The tension between the island's religious practices and political ideology pops up distinctly in a work depicting an elderly woman panhandling on the marble steps of an old Havana church. González cropped the photograph to reveal the begging woman at the lower left of the image. Her prosthetic leg's plastic flesh is decomposing from wear, the metal bones rusting through. Around her, headless people walk by as if she were a ghost. A man hovering nearby sports a Che Guevara T-shirt, as if to remind her of the only religion that counts.

For her part, Cachita might be mocking the party line from on high, because there is a La Virgen Milagrosa supermarket, named in honor of La Caridad, just a block east of this exhibit.

Some of the more powerful images on display appear in Cañibano's Fe por San Lazaro, offering a visceral essay about the penitents who make the pilgrimage to Ermita del Rincón, San Lazaro's sanctuary in Santiago de Las Vegas, each December 17, the saint's day. Found in most Cuban homes, San Lazaro is a strict product of religious syncretism on the island, where he is also known in Santería as Babalu Aye.

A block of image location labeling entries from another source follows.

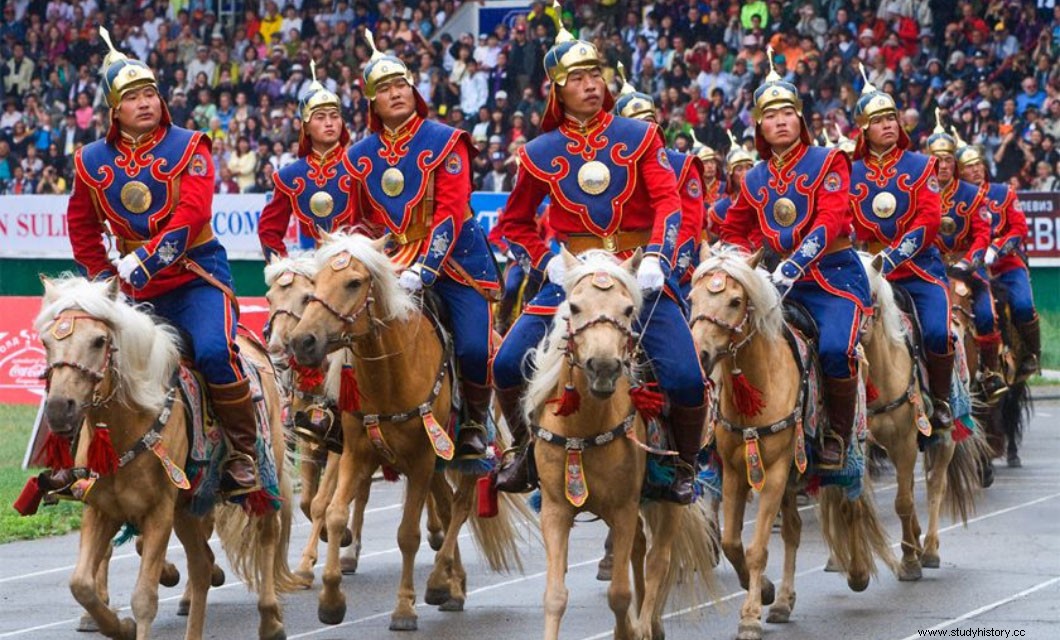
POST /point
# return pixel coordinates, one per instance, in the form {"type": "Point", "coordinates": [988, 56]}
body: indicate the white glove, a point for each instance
{"type": "Point", "coordinates": [991, 256]}
{"type": "Point", "coordinates": [650, 277]}
{"type": "Point", "coordinates": [126, 265]}
{"type": "Point", "coordinates": [779, 279]}
{"type": "Point", "coordinates": [410, 279]}
{"type": "Point", "coordinates": [557, 270]}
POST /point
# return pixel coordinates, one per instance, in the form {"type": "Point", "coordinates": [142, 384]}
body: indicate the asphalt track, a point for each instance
{"type": "Point", "coordinates": [1001, 573]}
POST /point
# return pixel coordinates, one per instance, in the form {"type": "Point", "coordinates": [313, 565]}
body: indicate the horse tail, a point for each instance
{"type": "Point", "coordinates": [853, 532]}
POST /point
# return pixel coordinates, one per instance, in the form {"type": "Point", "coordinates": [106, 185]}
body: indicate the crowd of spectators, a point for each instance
{"type": "Point", "coordinates": [991, 68]}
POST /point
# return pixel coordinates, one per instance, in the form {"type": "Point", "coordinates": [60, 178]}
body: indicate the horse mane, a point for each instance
{"type": "Point", "coordinates": [890, 316]}
{"type": "Point", "coordinates": [395, 302]}
{"type": "Point", "coordinates": [145, 351]}
{"type": "Point", "coordinates": [548, 357]}
{"type": "Point", "coordinates": [303, 264]}
{"type": "Point", "coordinates": [767, 317]}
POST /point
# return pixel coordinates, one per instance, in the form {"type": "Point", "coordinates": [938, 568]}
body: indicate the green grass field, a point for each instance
{"type": "Point", "coordinates": [16, 422]}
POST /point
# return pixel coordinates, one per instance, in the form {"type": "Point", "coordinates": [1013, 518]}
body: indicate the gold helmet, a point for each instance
{"type": "Point", "coordinates": [940, 142]}
{"type": "Point", "coordinates": [121, 73]}
{"type": "Point", "coordinates": [632, 103]}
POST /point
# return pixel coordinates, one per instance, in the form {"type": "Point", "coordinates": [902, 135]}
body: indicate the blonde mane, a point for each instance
{"type": "Point", "coordinates": [303, 264]}
{"type": "Point", "coordinates": [394, 302]}
{"type": "Point", "coordinates": [548, 356]}
{"type": "Point", "coordinates": [883, 294]}
{"type": "Point", "coordinates": [766, 318]}
{"type": "Point", "coordinates": [145, 352]}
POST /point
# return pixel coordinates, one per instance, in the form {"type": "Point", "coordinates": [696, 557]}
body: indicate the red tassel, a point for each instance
{"type": "Point", "coordinates": [29, 500]}
{"type": "Point", "coordinates": [871, 393]}
{"type": "Point", "coordinates": [647, 400]}
{"type": "Point", "coordinates": [57, 452]}
{"type": "Point", "coordinates": [102, 457]}
{"type": "Point", "coordinates": [746, 397]}
{"type": "Point", "coordinates": [349, 393]}
{"type": "Point", "coordinates": [307, 376]}
{"type": "Point", "coordinates": [569, 403]}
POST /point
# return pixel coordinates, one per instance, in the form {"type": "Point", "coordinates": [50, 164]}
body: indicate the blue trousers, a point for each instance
{"type": "Point", "coordinates": [667, 341]}
{"type": "Point", "coordinates": [1021, 299]}
{"type": "Point", "coordinates": [208, 317]}
{"type": "Point", "coordinates": [471, 325]}
{"type": "Point", "coordinates": [932, 300]}
{"type": "Point", "coordinates": [838, 318]}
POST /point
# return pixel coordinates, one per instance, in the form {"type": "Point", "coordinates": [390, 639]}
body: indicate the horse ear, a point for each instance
{"type": "Point", "coordinates": [756, 258]}
{"type": "Point", "coordinates": [633, 263]}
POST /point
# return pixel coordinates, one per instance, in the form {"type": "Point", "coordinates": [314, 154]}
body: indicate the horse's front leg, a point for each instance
{"type": "Point", "coordinates": [557, 518]}
{"type": "Point", "coordinates": [404, 618]}
{"type": "Point", "coordinates": [96, 531]}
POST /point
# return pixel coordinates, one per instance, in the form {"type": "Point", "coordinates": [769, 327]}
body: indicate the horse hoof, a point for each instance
{"type": "Point", "coordinates": [452, 605]}
{"type": "Point", "coordinates": [349, 565]}
{"type": "Point", "coordinates": [331, 615]}
{"type": "Point", "coordinates": [170, 576]}
{"type": "Point", "coordinates": [769, 591]}
{"type": "Point", "coordinates": [87, 624]}
{"type": "Point", "coordinates": [436, 539]}
{"type": "Point", "coordinates": [437, 596]}
{"type": "Point", "coordinates": [748, 630]}
{"type": "Point", "coordinates": [779, 615]}
{"type": "Point", "coordinates": [403, 624]}
{"type": "Point", "coordinates": [858, 584]}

While the Church officially recognizes Lazarus as Mary and Martha's brother who was resurrected by Christ, Cubans venerate him according to a parable in the Gospel of Saint Luke, wherein the figure is a ragged beggar on crutches faithfully followed by two dogs. In Cuba he is the healer and protector of the destitute and infirm. Devotees often sacrifice themselves physically, praying the saint will grant a miracle in return.

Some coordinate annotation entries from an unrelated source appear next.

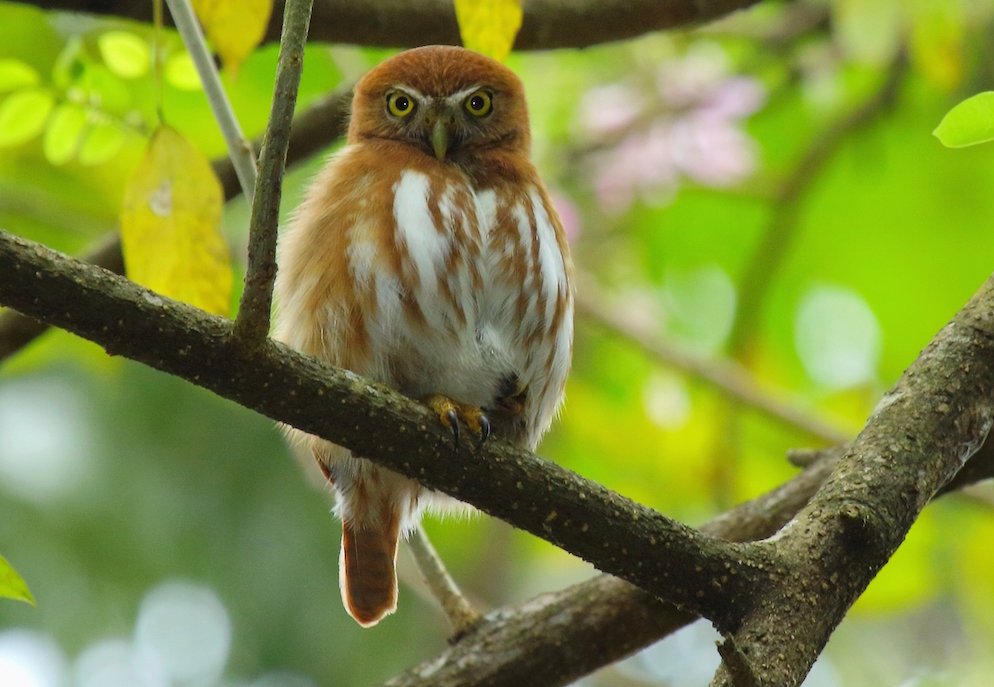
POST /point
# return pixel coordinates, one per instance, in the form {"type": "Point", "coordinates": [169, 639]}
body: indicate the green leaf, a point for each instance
{"type": "Point", "coordinates": [12, 585]}
{"type": "Point", "coordinates": [15, 75]}
{"type": "Point", "coordinates": [969, 123]}
{"type": "Point", "coordinates": [181, 73]}
{"type": "Point", "coordinates": [101, 143]}
{"type": "Point", "coordinates": [124, 53]}
{"type": "Point", "coordinates": [23, 115]}
{"type": "Point", "coordinates": [62, 135]}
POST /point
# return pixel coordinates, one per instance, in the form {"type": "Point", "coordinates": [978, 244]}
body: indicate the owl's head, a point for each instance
{"type": "Point", "coordinates": [451, 103]}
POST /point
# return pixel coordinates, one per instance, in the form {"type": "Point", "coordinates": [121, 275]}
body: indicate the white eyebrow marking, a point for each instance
{"type": "Point", "coordinates": [457, 97]}
{"type": "Point", "coordinates": [410, 90]}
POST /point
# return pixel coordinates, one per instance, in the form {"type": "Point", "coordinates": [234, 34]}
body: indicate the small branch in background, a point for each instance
{"type": "Point", "coordinates": [239, 149]}
{"type": "Point", "coordinates": [457, 608]}
{"type": "Point", "coordinates": [252, 324]}
{"type": "Point", "coordinates": [726, 377]}
{"type": "Point", "coordinates": [779, 235]}
{"type": "Point", "coordinates": [772, 251]}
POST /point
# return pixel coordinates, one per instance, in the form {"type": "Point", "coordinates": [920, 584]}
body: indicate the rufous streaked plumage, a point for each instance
{"type": "Point", "coordinates": [428, 256]}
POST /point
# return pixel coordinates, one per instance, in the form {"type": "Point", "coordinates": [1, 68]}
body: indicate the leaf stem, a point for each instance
{"type": "Point", "coordinates": [252, 325]}
{"type": "Point", "coordinates": [239, 149]}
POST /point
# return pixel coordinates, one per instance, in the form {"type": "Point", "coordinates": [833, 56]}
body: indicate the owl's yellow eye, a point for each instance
{"type": "Point", "coordinates": [479, 104]}
{"type": "Point", "coordinates": [399, 103]}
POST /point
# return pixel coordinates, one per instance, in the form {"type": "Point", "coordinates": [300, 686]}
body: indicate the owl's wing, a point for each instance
{"type": "Point", "coordinates": [322, 301]}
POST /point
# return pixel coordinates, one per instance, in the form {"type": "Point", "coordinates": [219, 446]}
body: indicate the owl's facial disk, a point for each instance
{"type": "Point", "coordinates": [445, 125]}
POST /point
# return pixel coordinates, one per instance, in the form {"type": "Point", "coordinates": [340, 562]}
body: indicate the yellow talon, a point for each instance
{"type": "Point", "coordinates": [451, 414]}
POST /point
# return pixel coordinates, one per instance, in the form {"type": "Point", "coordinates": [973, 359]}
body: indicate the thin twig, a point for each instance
{"type": "Point", "coordinates": [457, 608]}
{"type": "Point", "coordinates": [238, 146]}
{"type": "Point", "coordinates": [252, 325]}
{"type": "Point", "coordinates": [727, 377]}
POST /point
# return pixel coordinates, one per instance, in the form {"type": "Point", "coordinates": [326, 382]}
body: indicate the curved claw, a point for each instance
{"type": "Point", "coordinates": [484, 431]}
{"type": "Point", "coordinates": [453, 423]}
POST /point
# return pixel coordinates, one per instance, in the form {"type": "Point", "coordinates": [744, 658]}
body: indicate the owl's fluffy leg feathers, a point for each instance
{"type": "Point", "coordinates": [452, 414]}
{"type": "Point", "coordinates": [367, 572]}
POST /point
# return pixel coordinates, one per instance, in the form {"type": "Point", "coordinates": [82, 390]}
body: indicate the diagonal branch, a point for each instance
{"type": "Point", "coordinates": [252, 324]}
{"type": "Point", "coordinates": [400, 23]}
{"type": "Point", "coordinates": [315, 128]}
{"type": "Point", "coordinates": [558, 637]}
{"type": "Point", "coordinates": [702, 574]}
{"type": "Point", "coordinates": [916, 442]}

Cañibano's pictures exude a cinematic vibe and are often closely cropped to convey his subject's ardent sense of sacrifice and humility.

One disturbing photo shows a closeup of a worshiper from the waist down. The man wears shorts, and his knees are scraped raw from him crawling for miles on the asphalt to San Lazaro's shrine. The road beneath him is blood-spattered, and to his left lie the mummified remains of a small dog.

Other pictures feature men wearing sack cloth -- a symbol of the saint's poverty -- and dragging cinder blocks and huge stones chained to their ankles; a man inching along on his knees as he carries a baby to be blessed; a santera collapsed inside the shrine, overcome by the spirit of the saint; and a closeup of a cross-eyed black man waving what appears to be a Babalu Aye Pez dispenser.

In one of the most potent pieces in the show, Cañibano captures a weather-beaten disciple squatting over a makeshift cardboard altar outside El Rincón. He is collecting alms from passersby. Cloaked only in a burlap vest and pants and sporting a wild bramble of fur on his chin, the man seems to take on the mien of San Lazaro himself, his face framed in the light of candles flickering in the tattered box below.

Mayol's Los Santos de la Calle (Street Saints) series places the spectator directly inside the secretive world of santeros and paleros. His works depict priests and priestesses standing in front of altars in their homes or performing rituals for their godchildren. The photographer was able to gain entrance to sacred ceremonies and document Afro-Cuban spiritual rites and practices usually hidden from those who are not initiates.

One photo shows a young girl wrapped in a white shawl as her padrino (godfather) sprays a mouthful of rum on her head during a cleansing, while El Ojo Todo Poderoso (the all-seeing eye) seems to gaze at the viewer from a far corner of the room.

Mayol's fantastic images capture a world of magic and the occult that sears itself into the consciousness. In another work, an old palero is caught in mid-machete swing as the head of a sacrificed goat flops like a bag of cement near his bare feet.

For anyone curious about Cuba's profound and enduring spiritual roots, this authentic window into the island's beguiling culture is an offering that peels the lids off the eyes.

"Prayers for Saints and Orishas" will feature a concert by Jude Papaloko and Loray Mistik on Friday, June 29, at 8:00 p.m., followed by a closing reception for the show.